When, in this country, we describe something as “homely”, we mean it as a compliment, that it’s something warm and comforting that reminds us of home. However, in the States, it’s a word used to describe something or someone unattractive or ugly. A jumper in America, isn’t a sweater, rather it’s a sleeveless dress that goes over a blouse.
In the States, suspenders hold up pants, whilst in England, braces hold up trousers. When I go to the supermarket, I put my groceries in a trolley, which in America is an electric mode of passenger transportation that runs along metal tracks; and that’s something we call a tram.
One word we Brits use frequently, that confuses and confounds many Americans is “Sorry”.
They wonder why we keep apologising for things that aren’t our fault.
According to the Debrett’s etiquette website, “For many British people, apologising is a default reaction to life’s little irritants. If someone barges into you, treads on your toes or spills your drink, it is considered quite normal for the victim to mutter ‘sorry’. This is clearly illogical, but for many British people it is an ingrained response”.
A YouGov survey taken of over 1,000 British people a while back, found that the average Brit admitted to saying sorry around eight times a day, and that one in eight people apologise up to twenty times a day!
The author Henry Hitchings has a particular interest in language & cultural history. In his book entitled “Sorry! The English and Their Manners”, Hitchings writes, “The readiness of the English to apologise for something they haven’t done is remarkable, and it is matched by an unwillingness to apologise for what they have done.”
As I sat and reflected on the second half of that sentence, trying to apply it my own life, I wondered how often I’d damaged my relationships with others through my refusal to admit my failings and apologise to someone for words I’d spoken out of turn or thoughtless actions that had left their harmful mark.
In the New Testament, in the second half of Romans chapter 12, amongst the instructions and encouragements of how those who are part of a Christian community should behave towards one another, this simple but significant instruction is found in verse 18, “as far as it depends on you, live at peace with everyone”.
In part, this surely means that rather than believing I am always in the right, I must be quick to recognise when I’ve gone wrong and be keen to make amends, apologising readily and genuinely, where necessary.
A recent patron at a restaurant in York Beach, Maine, in the United States, did just that, according to a report in the local newspaper, the Portsmouth Herald.
“Can you please give this $100, along with my apology, to the girl who was taking names to be seated for dinner last Monday evening”, wrote the anonymous, contrite customer. “I was very rude to her, and I normally have way more respect for people than I showed that day.

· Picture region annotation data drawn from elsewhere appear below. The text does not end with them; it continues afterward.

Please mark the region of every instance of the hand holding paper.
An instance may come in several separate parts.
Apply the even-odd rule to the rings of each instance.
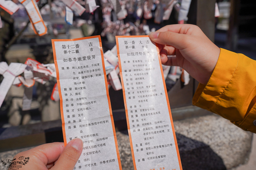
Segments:
[[[220,49],[197,26],[166,26],[150,38],[159,46],[162,63],[180,66],[200,83],[207,83],[217,63]],[[167,55],[176,55],[176,57]]]
[[[82,148],[82,140],[74,139],[65,148],[62,143],[47,143],[19,153],[14,158],[19,160],[19,156],[28,157],[29,162],[22,166],[26,169],[72,170]]]

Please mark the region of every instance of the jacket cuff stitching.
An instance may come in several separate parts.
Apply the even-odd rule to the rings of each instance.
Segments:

I’m embarrassed and will apologise to her in person the next time I’m in York.”
Leadership guru and author John Maxwell likens the damage a refusal to say sorry can have on a relationship, to the impact rust left untreated has on a car: “Rust slowly corrodes metal and thus eats away at the frame of the vehicle, damaging its structural integrity. When you’ve broken a friend’s trust, don’t let the relationship rust; take action immediately to repair and restore it.
“Admit that what you did was wrong and say you are sorry. It may be painful for the moment, but it strengthens the relationship in the long run. Whenever possible, make restitution to those you have harmed. Say you’re sorry with your actions and not just your words. Remember, the greatest gift anyone can ever give you is not their time, energy, or effort, but their trust. So do everything in your power to deserve it and to preserve it.”